4-3-4 Mise en rapport des relatives avec les « phrases topiques »

Dans un chapitre de son ouvrage The structure of the japanese langage, S. Kuno (1973) cherche à montrer une certaine similitude entre plusieurs contraintes, surtout liées à la pronominalisation et à l’ellipse d’un constituant nominal, qui s’appliquent à la fois à la relative et à la phrase topique (« phrase à thème selon l’auteur)105. Il en conclut qu’en japonais, ce qui est relativisé dans la relative n’est pas un constituant nominal ordinaire, mais un constituant nominal topique, c’est-à-dire un terme nominal généralement placé en position initiale de la phrase, suivi d’une particule topique [wa] (dite thématique par l’auteur). Ce linguiste suggère par là l’idée selon laquelle la relative est dérivée de la phrase topique et que le terme nominal topique de celle-ci devient le nom-pivot de celle-là à la suite de la relativisation. On peut représenter ce rapport dérivationnel ainsi :

Cette analyse de Kuno conduit de nombreux linguistes coréens à s’intéresser à leur tour aux deux types de constructions qui leur correspondent et qui se manifestent, à quelques détails près, de manière identique. On peut dire grosso-modo que la relative du coréen se distingue de sa correspondante du japonais par la présence d’un subordonnant déterminatif, alors que la seconde place la relative juste devant le nom-pivot sans subordonnant. Egalement, la forme verbale de la relative ne change pas et apparaît identique à celle d’une phrase indépendante qui lui correspond. Quant à la phrase topique du coréen, elle se construit de la même façon qu’en japonais, sauf la particule topique [nIn] postposée au terme nominal topicalisé qui alterne avec [In] pour une raison purement phonologique : [nIn] derrière une voyelle (sE-nIn) et derrière une consonne (salam-In).

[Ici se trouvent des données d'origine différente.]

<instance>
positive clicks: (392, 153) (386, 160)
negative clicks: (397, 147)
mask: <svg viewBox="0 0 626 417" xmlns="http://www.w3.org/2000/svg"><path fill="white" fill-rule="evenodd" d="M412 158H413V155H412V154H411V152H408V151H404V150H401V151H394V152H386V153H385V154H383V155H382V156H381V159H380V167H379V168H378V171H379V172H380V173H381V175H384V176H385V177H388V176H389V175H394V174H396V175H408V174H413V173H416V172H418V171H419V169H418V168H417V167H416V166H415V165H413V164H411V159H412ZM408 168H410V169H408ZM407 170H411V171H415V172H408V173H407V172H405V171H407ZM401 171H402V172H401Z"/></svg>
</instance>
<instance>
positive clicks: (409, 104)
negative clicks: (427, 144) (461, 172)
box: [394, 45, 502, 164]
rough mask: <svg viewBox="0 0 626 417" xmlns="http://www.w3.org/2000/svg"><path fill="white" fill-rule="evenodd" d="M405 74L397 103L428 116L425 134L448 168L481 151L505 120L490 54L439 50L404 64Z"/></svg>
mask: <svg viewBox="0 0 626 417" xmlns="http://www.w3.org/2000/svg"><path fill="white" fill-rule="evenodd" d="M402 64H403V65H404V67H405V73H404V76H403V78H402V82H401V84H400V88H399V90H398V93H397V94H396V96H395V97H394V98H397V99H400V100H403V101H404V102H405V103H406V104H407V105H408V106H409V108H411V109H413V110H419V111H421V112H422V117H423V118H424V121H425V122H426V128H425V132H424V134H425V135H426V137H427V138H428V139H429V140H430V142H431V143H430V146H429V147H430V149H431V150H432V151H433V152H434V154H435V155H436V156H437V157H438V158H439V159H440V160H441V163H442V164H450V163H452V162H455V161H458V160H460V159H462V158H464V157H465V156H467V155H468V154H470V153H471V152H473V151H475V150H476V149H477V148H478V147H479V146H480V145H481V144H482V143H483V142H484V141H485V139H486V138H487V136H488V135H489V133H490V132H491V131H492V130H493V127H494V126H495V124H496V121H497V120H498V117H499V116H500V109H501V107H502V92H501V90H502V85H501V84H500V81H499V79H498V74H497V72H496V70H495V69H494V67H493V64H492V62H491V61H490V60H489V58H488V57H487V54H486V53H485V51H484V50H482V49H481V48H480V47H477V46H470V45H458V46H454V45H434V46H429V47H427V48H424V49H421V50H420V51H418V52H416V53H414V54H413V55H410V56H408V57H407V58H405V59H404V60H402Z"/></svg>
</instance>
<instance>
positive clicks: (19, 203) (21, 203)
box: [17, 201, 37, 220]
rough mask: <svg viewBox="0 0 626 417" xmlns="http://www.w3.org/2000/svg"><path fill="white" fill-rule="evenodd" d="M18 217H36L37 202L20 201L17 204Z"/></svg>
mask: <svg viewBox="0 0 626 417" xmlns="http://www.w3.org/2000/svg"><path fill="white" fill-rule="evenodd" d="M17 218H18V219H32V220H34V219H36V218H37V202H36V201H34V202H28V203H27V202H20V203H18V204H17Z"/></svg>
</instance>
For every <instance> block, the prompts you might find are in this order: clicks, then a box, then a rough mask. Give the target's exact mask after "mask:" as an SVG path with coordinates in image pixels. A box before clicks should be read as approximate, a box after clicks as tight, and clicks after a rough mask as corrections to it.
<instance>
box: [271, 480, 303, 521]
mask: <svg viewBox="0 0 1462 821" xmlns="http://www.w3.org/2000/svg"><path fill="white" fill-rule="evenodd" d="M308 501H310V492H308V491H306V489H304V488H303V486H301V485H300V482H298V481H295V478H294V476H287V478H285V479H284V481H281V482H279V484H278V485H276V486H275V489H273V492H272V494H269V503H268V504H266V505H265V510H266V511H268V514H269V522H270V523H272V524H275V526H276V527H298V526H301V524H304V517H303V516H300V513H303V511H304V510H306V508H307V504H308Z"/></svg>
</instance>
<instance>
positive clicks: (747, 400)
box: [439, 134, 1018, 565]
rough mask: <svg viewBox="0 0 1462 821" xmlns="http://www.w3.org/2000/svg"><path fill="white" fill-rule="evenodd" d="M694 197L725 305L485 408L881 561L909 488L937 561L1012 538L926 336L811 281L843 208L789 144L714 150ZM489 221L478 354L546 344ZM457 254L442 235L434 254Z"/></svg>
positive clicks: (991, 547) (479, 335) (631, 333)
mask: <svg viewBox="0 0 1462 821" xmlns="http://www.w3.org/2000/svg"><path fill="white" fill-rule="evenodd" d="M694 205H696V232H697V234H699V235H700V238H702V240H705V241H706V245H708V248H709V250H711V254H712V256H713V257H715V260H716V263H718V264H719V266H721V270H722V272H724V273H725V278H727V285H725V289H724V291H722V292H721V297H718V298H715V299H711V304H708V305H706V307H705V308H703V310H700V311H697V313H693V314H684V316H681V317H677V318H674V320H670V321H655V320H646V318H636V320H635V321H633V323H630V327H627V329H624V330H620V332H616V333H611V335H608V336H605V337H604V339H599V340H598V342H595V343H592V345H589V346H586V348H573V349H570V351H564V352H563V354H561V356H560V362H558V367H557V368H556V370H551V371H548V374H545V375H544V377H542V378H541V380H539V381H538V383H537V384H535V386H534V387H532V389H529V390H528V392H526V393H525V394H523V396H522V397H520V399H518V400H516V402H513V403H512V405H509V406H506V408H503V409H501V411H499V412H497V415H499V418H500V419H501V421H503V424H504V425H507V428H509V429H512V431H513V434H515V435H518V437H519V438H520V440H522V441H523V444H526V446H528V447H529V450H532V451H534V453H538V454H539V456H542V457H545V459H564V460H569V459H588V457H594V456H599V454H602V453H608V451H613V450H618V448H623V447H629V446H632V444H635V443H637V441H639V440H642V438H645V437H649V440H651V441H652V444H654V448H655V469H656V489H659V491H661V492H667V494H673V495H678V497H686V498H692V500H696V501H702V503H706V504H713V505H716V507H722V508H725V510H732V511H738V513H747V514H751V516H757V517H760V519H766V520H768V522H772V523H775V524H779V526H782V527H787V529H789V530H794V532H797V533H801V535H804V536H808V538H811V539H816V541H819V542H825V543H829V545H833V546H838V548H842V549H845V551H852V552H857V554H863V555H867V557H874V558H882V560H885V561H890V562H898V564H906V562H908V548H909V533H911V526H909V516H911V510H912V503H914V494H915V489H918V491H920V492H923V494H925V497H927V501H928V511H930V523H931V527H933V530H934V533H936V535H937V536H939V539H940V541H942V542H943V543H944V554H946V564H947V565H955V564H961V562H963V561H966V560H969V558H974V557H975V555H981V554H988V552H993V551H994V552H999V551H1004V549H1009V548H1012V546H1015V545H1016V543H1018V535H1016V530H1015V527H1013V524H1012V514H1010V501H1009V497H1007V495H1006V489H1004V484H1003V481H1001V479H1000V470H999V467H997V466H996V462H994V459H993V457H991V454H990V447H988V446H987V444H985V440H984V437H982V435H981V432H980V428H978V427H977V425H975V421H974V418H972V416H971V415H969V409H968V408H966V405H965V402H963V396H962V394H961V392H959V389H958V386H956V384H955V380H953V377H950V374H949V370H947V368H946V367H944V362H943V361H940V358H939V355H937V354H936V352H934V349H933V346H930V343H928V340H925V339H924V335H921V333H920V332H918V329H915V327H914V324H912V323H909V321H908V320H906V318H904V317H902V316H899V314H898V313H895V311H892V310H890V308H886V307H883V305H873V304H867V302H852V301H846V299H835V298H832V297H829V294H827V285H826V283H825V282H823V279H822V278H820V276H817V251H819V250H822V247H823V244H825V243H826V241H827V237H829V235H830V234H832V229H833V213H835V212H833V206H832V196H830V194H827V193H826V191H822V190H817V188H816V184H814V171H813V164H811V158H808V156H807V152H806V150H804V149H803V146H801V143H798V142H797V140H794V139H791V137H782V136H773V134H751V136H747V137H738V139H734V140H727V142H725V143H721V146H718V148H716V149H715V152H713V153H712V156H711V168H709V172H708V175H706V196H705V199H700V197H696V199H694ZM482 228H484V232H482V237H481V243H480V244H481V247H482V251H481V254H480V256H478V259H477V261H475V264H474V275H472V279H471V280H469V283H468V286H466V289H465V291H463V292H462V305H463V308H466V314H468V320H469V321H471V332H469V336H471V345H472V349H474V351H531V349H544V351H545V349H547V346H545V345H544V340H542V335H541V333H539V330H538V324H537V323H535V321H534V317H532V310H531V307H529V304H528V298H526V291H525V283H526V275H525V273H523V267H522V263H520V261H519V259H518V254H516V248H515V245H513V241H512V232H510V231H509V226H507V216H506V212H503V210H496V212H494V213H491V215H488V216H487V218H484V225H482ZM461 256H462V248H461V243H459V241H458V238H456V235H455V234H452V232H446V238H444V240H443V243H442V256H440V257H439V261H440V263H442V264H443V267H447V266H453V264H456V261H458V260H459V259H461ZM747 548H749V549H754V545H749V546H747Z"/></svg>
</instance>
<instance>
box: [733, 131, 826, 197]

Cependant, les linguistes coréens n’admettent pas tous l’hypothèse de Kuno expliquant le lien entre relative et phrase topique en terme dérivationnel. En invoquant des contre-exemples, certains (D-W Yang (1975), Th-L SO (1980), S-Y Pak (1981), S-Y I (1983)), démontrent que le coréen connaît, comme le japonais106, des phrases topiques pour lesquelles les constructions relatives correspondantes n’existent pas et vice versa. D’autres, (J-M Li (1974), H-P I (1975), S-Ch Shin (1987), adhèrent à cette hypothèse dans la mesure où elle permet de mieux expliquer un certain nombre de phénomènes qui ont lieu dans la relative, comme l’identification référentielle d’un pronom réfléchi présent ou l’apparition impossible de la particule topique. S-Ch Shin (1987) propose même d’analyser comme un « archimorphème » l’élément [In] qui apparaît tantôt comme un marqueur topique postposé au terme nominal, tantôt comme un marqueur de relative affixé au verbe subordonné107. Bien que la distribution, les traits sémantiques et syntaxiques de [In] soient différents dans les deux cas, ce linguiste voit qu’il implique toujours une signification de constraste. Selon lui, que la même forme [In] soit utilisée dans des environnements syntaxiques différents n’est pas une simple coïncidence, mais reflète l’identité fonctionnelle des deux catégories syntaxiques qu’elle marque, à savoir un constituant nominal topicalisé et une proposition relative, et permet à l’énonciateur de mettre en contraste l’élément choisi avec ceux qui ne sont pas choisis.

Notes
105.

S. Kuno (1973) The structure of the japanese language, Chapitre 21, The MIT Press Cambridge Massachusetts and London England, pp.242-260.

106.

S. Kuno, Idem. Ce linguiste japonais donne lui-même des contre-exemples de son hypothèse qui le conduisent à mettre en garde le lecteur contre une généralisation excessive.

107.

S-Ch Shin (1987), « A case for Archimorpheme across Syntatic Categories : Topic, Conditional, and Relative Constructions in Korean » in Havard Studies in korean linguistics II, pp. 306-315. Comme l’indique le titre de l’article, l’auteur considère également [-n] dans [myO-n], marqueur conditionnel, comme relevant de cet archimorphème.